Essa rappresenta, quindi, un modulo migliorabile, ma assolutamente trasferibile, come Griffo ci tiene più volte a sottolineare.
Ora DPI e AIFO stanno valutando dove e quando riproporlo, disponendo a questo punto – conclusa l’esperienza in Mongolia nel mese di aprile scorso – di tutti gli elementi necessari per verificare che esso dia effettivamente dei buoni risultati.
«Noi vorremmo riuscire – conclude Griffo – a costruire una leva di giovani cooperatori con disabilità che possano diventare esperti e partecipare alle attività di cooperazione allo sviluppo. Non è assolutamente un passaggio automatico che un esperto di disabilità sappia anche gestire la cooperazione internazionale, per cui serve una formazione specifica. Non possiamo dimenticare, infatti, che il primo compito di un cooperatore è quello di rispettare la storia e l’identità di un territorio, senza sostituirsi a questi, proponendo un modello che non appartiene a quella specifica realtà. Un’abitudine ancora molto diffusa, invece, è quella di pensare che i modelli di intervento buoni nei Paesi ricchi possano funzionare dappertutto; è bensì importante rafforzare le risorse umane locali, garantendo una reale sostenibilità dei progetti anche dopo il loro compimento. Ritengo infine che la nuova legge di riforma del sistema di cooperazione italiano debba includere i principi di mainstreaming [l’inserimento della disabilità in tutti i temi di carattere generale, N.d.R.] e di incremento delle risorse destinate alle persone con disabilità contenuti nell’articolo 32 della Convenzione ONU: questo dev’essere l’impegno italiano per sostenere i diritti dei nostri fratelli nei Paesi in cerca di sviluppo».
La Federazione Mongola delle Associazioni di Persone con Disabilità – assimilabile alla FISH (Federazione Italiana per il Superamento dell’Handicap) -ha la propria sede nazionale nella capitale Ulan Bator e ventuno “filiali” in ciascuna provincia e alcuni comuni.
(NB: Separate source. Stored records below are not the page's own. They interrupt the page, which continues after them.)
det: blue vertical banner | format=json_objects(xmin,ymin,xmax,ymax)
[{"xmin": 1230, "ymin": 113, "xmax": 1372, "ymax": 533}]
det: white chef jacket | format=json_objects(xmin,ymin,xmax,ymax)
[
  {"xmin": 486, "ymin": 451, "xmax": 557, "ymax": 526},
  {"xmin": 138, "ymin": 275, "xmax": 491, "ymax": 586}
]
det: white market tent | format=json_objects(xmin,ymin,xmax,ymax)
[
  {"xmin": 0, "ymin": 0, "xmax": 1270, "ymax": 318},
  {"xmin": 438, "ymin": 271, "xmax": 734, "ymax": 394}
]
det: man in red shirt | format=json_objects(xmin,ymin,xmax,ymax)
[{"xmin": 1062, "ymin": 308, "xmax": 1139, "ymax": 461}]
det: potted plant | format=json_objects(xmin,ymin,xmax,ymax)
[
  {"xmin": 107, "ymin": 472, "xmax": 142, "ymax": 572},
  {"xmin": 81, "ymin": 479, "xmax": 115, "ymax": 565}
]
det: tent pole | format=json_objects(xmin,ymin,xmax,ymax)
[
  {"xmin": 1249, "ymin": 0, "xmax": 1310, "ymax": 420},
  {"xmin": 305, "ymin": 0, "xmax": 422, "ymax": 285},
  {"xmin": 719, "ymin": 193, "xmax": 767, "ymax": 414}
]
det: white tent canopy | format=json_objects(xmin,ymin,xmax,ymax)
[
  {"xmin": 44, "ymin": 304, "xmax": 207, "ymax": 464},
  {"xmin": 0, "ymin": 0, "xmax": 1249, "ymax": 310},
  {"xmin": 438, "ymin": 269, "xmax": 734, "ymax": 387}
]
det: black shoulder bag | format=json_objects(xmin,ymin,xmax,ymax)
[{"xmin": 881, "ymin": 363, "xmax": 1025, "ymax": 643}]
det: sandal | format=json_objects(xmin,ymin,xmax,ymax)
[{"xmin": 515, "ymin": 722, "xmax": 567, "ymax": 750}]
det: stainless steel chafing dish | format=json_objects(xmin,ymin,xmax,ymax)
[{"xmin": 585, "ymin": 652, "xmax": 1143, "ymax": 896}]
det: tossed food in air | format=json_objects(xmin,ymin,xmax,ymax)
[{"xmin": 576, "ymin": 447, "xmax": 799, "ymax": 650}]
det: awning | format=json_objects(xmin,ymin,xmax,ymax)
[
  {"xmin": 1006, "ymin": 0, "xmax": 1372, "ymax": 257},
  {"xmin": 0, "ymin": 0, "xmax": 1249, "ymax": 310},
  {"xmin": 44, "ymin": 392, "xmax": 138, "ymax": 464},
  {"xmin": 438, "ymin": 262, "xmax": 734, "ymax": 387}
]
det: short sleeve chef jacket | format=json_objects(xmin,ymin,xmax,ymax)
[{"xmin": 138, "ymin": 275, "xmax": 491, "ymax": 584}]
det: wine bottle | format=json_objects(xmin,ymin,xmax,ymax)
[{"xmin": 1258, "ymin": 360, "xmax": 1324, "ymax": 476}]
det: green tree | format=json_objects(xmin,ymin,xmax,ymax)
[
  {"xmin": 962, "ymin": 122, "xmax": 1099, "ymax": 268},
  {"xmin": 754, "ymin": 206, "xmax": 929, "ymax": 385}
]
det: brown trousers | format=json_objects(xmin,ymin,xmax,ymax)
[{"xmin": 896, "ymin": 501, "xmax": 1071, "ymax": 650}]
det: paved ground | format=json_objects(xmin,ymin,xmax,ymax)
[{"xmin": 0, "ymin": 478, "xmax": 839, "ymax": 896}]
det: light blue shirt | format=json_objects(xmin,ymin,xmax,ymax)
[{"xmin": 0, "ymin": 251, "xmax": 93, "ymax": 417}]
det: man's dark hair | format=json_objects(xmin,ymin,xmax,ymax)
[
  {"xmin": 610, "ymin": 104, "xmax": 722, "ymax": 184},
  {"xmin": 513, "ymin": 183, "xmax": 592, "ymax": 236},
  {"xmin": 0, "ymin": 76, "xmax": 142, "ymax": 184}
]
Ad essa appartengono quarantadue associazioni che rappresentano tutte le forme di disabilità, alcune delle quali provenienti dal mondo medico, poiché in questo Paese la distinzione tra organizzazioni di e per le persone con disabilità non è ancora emersa nettamente.
Si tratta di un organismo indipendente la cui rete di attività, instaurata con i Comuni e i servizi sanitari, funziona molto bene, coinvolgendo tutte le realtà che su un territorio possono dare una mano a rispondere ai bisogni delle persone con disabilità. L’intera comunità, quindi, vi collabora attivamente, aiutando ad affrontare le problematiche di natura culturale e di intervento, con notevole capacità organizzativa e una grande dignità nella gestione dei problemi.
*Testo tratto dal numero 161 di «DM», rivista nazionale della UILDM (Unione Italiana Lotta alla Distrofia Muscolare) e pubblicato per gentile concessione di tale periodico.